The Long Walk of The Navajo
In the 1860's, after years of conflict between the US government and the Navajos, the Navajos struck back when the US troops were reduced during the outbreak of the Civil War.
The US government sent Colonel Kit Carson to settle the uprising. His mission was to gather the Navajo together and move them to Fort Sumner on the Bosque Redondo Reservation. When the Indians refused to move and hid in the Canyon de Chelly, he began a scorched earth policy campaign destroying crops and lifestock, burning villages and killing people until he eventually starved the Navajo into submission in 1864, Carson ordered the destruction of their property and organized the Long Walk to the Bosque Redondo reservation, already occupied by Mescalero Apaches, longtime enemies of the Navajo.

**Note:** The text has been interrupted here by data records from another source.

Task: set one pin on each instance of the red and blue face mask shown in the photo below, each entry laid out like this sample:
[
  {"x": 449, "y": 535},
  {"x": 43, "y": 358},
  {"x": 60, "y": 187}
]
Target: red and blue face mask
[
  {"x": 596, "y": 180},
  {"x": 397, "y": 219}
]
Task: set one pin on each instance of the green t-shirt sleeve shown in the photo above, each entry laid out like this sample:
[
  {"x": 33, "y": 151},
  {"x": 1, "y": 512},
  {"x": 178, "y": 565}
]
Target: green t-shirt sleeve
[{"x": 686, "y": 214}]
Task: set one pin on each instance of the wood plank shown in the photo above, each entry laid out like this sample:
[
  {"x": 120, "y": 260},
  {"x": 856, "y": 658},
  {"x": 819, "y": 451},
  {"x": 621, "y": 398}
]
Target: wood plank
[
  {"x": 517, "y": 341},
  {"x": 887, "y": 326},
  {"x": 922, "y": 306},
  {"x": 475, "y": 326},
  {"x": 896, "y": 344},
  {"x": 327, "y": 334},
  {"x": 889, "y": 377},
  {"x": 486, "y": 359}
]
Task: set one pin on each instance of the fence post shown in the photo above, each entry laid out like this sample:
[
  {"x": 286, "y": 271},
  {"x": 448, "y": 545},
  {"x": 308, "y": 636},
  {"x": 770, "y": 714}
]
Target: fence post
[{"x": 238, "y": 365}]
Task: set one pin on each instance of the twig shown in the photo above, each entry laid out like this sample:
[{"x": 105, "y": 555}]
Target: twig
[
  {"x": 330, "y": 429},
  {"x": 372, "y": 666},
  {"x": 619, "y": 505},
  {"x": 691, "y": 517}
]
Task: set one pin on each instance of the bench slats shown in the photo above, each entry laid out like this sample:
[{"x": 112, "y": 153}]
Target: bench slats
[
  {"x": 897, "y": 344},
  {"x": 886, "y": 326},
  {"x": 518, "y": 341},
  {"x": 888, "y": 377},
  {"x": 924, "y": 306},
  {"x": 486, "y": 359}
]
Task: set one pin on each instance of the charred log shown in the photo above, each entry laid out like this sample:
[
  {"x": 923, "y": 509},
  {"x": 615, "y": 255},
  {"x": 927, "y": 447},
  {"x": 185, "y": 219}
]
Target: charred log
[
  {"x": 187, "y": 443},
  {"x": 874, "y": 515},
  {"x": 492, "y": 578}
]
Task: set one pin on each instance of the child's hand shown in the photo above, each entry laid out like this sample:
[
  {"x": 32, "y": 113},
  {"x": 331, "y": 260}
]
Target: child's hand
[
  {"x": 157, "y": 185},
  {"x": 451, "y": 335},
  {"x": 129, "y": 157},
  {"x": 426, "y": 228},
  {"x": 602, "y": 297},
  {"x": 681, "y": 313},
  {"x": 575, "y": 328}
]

8,500 men, women and children were marched 400 miles from northeastern Arizona and northwestern New Mexico to Bosque Redondo. Walking in harsh winter conditions for almost two months, about 200 Navajo died of cold and starvation. Many more died after they arrived at the barren reservation.
Bosque Redondo was a disaster, there were problems with drinking water, sanitation and disease. The land was not suitable for agriculture. Finally after three long years, the government acknowledged the failure of camp and the surviving Navajos were allowed to return to their land hungry and in rags.